La démission de l’Europe

     Les Européens répètent qu’ils ont besoin des États-Unis et qu’ils veulent rester à tout prix leurs alliés au moment où ceux-ci leur font savoir qu’ils n’ont nullement besoin d’eux. Habitués à se tenir en vassaux soumis, ils sont tétanisés de peur à l’idée de s’opposer frontalement à la Maison-Blanche. Alors que l’on assiste en direct à un « découplage » historique au sein de l’Alliance atlantique, ils se refusent à en tirer la leçon. Ils s’accrochent à Washington comme un chien qui prétendrait négocier la longueur de sa laisse. Au lieu de rechercher les moyens de devenir une puissance autonome, ils sont prêts à accepter d’être humiliés comme l’a été Ursula von der Leyen, lorsqu’elle s’est rendue le 27 juillet dernier sur le golf privé de Trump en Écosse et a cédé sans protester à ses exigences en matière de droits de douane imposés à l’Europe.

     S’en remettre aux Américains du soin de garantir leur défense, ce que les Européens font depuis des décennies, impliquait déjà de leur part un abandon de souveraineté. Au moment où la garantie américaine disparaît, loin de vouloir récupérer leur souveraineté, ils multiplient les démarches pour se proclamer plus que jamais des vassaux. Qu’il s’agisse des données, d’intelligence artificielle, de mise à jour de logiciels, de moyens de défense, l’Europe reste à la merci du bon vouloir américain, au moment même où les Etats-Unis déclarent froidement qu’il ne faut plus compter sur une protection qui leur coûte trop cher. Ils invoquent le droit international, qui a quasiment disparu, ils parlent de solidarité occidentale alors que l’« Occident » a également disparu, ils persistent à vouloir rester au sein de l’OTAN alors que celui-ci est en passe d’éclater. N’ayant toujours pas compris que l’on est en train de changer de monde (de Nomos de la Terre), ils se raccrochent désespérément au monde ancien qui disparaît sous leurs yeux.

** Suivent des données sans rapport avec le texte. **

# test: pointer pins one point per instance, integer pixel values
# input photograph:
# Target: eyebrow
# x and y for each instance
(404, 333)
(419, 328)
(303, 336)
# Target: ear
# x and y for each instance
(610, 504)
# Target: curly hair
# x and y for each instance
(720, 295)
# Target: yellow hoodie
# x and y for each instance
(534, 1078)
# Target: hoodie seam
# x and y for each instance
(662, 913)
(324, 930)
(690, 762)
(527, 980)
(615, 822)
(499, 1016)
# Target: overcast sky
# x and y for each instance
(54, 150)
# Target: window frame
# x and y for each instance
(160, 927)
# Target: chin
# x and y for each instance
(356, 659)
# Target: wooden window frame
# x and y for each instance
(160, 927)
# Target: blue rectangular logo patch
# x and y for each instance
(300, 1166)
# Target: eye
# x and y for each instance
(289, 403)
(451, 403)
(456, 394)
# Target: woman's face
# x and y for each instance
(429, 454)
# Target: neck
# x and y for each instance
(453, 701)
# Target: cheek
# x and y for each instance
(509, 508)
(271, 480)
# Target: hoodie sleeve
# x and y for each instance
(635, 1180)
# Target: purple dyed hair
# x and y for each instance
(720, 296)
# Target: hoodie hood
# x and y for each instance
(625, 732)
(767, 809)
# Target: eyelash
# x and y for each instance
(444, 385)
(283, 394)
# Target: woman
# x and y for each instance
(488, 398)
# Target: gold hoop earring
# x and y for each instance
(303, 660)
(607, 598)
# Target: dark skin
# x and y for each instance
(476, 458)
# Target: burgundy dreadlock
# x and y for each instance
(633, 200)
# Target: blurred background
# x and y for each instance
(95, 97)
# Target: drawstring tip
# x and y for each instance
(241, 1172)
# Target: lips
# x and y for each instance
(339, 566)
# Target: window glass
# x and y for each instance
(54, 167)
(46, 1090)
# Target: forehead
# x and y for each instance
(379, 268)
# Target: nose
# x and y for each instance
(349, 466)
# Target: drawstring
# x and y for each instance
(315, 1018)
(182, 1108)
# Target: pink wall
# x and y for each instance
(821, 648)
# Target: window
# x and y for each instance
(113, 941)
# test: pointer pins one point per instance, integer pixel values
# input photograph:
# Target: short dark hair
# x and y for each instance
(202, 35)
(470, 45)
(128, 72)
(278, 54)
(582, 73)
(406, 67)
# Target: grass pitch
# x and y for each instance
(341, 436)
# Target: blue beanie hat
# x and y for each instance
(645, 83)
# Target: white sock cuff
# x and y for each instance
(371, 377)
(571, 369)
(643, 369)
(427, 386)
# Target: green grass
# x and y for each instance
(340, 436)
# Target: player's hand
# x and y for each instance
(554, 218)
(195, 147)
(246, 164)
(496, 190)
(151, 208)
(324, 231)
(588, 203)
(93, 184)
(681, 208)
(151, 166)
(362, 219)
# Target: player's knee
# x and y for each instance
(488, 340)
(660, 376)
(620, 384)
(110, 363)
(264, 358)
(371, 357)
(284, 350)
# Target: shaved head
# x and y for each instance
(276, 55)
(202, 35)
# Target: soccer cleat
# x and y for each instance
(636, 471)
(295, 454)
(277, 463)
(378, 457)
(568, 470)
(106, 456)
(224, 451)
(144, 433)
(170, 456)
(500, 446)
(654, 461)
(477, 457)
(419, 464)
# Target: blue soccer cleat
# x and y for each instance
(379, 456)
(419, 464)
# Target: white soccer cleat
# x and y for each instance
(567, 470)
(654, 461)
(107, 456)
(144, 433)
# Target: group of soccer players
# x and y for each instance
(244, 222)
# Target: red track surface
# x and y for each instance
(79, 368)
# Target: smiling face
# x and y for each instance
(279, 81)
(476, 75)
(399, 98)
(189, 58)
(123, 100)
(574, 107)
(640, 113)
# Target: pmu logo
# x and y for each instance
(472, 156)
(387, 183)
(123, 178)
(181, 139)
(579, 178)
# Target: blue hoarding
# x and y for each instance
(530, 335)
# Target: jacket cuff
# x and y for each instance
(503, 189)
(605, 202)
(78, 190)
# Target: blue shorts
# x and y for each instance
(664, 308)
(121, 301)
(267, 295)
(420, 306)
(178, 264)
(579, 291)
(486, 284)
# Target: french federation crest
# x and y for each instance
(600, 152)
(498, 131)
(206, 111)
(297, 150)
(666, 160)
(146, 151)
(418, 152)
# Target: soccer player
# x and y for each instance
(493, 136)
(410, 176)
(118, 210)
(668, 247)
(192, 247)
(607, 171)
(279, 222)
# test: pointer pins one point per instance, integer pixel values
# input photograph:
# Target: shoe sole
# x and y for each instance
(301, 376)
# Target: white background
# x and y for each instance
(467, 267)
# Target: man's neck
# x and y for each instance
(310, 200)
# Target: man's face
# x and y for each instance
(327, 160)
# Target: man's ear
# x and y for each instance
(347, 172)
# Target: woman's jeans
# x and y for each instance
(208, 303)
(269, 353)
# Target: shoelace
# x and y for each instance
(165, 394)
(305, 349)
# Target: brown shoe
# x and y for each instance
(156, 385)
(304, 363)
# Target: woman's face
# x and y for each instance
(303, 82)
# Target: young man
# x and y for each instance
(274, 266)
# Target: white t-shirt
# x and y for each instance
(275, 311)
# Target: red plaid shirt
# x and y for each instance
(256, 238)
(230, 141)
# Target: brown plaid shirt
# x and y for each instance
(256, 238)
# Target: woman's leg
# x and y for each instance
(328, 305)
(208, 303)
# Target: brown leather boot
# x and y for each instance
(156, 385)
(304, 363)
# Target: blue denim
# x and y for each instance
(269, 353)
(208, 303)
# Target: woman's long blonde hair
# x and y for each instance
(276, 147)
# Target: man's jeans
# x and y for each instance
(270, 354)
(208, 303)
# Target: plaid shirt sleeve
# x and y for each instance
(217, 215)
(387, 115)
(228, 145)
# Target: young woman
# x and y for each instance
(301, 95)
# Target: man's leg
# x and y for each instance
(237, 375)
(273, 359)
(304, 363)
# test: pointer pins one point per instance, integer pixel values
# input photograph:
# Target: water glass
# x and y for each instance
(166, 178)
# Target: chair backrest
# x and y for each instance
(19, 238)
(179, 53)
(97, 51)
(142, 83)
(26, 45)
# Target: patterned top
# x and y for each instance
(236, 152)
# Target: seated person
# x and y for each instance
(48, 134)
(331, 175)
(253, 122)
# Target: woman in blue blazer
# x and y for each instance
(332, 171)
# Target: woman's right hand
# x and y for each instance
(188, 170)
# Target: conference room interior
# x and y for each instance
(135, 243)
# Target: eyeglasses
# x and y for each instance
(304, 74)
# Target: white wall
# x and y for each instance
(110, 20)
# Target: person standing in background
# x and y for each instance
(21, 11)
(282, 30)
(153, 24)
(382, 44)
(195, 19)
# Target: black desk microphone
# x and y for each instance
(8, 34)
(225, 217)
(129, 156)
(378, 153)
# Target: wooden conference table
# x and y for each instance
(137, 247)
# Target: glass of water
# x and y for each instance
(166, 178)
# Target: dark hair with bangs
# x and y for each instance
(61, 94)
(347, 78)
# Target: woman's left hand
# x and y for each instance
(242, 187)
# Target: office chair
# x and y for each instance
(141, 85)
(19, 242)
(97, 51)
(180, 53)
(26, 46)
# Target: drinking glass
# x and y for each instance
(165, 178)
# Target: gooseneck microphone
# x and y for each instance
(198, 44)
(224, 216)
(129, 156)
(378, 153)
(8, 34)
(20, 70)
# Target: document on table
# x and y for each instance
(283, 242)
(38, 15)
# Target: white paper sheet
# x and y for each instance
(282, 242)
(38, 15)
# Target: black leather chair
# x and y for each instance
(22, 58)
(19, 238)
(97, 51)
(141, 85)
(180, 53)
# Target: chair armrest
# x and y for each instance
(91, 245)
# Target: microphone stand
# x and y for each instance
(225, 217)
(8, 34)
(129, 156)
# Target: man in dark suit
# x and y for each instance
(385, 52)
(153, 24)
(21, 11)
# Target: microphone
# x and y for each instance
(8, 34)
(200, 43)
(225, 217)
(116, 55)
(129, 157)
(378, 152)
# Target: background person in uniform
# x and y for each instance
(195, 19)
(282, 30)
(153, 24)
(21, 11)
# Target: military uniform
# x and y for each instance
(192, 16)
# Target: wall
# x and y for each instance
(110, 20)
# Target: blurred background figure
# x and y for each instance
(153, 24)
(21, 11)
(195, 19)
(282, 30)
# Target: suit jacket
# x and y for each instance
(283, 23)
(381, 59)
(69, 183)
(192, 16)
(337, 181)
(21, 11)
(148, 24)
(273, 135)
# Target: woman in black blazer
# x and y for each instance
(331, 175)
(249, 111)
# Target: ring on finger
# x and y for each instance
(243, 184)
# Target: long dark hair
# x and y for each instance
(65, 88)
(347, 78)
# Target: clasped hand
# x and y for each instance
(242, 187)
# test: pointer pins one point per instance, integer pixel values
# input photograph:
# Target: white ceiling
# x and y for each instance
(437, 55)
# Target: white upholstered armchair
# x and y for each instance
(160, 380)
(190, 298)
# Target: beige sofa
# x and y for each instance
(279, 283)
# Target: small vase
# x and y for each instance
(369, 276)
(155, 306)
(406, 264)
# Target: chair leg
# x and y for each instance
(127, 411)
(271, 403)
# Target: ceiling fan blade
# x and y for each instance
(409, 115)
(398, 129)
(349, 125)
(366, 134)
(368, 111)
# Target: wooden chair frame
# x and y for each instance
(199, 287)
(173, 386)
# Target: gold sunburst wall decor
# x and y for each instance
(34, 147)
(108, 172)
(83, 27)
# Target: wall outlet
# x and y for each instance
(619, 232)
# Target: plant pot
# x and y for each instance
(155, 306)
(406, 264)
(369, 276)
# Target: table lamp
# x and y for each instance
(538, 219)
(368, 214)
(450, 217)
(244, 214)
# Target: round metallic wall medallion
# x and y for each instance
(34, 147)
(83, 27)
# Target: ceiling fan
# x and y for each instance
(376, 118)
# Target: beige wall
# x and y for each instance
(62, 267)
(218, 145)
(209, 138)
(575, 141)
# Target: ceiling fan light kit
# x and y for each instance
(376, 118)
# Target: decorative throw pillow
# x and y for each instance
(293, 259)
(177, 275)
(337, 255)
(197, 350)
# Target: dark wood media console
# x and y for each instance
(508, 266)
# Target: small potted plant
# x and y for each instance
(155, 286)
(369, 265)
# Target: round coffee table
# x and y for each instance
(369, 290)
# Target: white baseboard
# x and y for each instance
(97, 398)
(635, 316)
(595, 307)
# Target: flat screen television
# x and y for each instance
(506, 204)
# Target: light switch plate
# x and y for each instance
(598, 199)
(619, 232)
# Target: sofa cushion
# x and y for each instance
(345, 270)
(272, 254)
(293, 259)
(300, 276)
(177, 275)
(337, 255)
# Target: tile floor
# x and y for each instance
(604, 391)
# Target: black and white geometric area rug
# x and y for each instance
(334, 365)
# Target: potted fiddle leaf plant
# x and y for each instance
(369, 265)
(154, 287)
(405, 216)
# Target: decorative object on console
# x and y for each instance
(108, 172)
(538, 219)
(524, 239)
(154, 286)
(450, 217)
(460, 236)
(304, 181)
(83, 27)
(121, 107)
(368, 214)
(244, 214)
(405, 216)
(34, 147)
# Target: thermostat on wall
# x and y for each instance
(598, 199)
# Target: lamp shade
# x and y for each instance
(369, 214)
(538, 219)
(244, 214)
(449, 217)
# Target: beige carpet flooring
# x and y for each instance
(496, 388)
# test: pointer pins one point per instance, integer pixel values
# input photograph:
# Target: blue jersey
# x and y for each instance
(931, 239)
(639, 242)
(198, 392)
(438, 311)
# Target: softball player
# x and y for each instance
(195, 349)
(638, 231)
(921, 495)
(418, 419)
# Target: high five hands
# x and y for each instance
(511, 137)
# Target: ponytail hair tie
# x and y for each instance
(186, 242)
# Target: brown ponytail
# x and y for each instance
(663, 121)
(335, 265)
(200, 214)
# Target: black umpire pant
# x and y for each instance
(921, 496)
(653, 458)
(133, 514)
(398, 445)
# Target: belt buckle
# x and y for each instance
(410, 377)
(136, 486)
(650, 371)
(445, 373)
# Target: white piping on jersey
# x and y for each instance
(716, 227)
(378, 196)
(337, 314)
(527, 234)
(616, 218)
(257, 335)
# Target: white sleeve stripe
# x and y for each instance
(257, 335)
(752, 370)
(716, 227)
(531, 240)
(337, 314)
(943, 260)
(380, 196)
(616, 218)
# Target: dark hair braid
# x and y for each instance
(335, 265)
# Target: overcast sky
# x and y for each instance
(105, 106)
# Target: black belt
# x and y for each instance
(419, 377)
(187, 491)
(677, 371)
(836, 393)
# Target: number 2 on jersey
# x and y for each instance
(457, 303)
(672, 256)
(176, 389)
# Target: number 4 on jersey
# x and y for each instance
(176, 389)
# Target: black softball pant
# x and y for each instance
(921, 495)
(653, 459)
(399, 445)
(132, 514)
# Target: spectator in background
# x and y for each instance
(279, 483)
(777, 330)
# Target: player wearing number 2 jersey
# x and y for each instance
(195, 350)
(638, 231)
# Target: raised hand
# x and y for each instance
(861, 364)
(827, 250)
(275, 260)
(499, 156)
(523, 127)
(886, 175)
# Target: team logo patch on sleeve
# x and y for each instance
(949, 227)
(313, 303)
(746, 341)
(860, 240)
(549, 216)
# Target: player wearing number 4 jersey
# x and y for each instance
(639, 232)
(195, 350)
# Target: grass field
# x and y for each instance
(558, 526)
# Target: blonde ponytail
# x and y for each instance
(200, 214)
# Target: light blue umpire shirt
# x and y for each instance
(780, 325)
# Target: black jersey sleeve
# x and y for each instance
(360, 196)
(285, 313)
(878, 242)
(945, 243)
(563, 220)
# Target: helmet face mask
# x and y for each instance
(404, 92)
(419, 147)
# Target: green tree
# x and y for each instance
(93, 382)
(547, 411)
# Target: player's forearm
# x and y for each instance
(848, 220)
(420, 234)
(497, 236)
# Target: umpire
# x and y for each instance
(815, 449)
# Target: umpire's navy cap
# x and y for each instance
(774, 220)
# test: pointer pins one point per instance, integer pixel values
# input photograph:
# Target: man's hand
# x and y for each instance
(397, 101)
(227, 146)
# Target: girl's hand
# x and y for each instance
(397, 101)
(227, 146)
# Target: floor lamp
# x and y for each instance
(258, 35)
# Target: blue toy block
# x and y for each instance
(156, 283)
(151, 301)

     En cas d’annexion du Groenland, ils protesteront, mais se garderont bien d’engager des représailles. Or, la Première ministre danoise, Mette Frederiksen, pourrait très bien, par exemple, revenir sur sa récente décision d’acquérir des avions de chasse F-35 américains, au lieu de s’équiper d’avions européens (quand la France s’en était étonnée, elle avait répondu que son pays se sentirait toujours plus proche de Washington que de Paris !). Les Européens donneront de la salive et de la voix, et rien d’autre. Une fois encore, ils seront inexistants, faute de moyens, et surtout de volonté.

     On en revient au constat fait il y a plus de 2000 ans par Thucydide : « Les forts font ce qu’ils peuvent et les faibles subissent ce qu’ils ont à subir ». Les faibles, aujourd’hui, ce sont les Européens.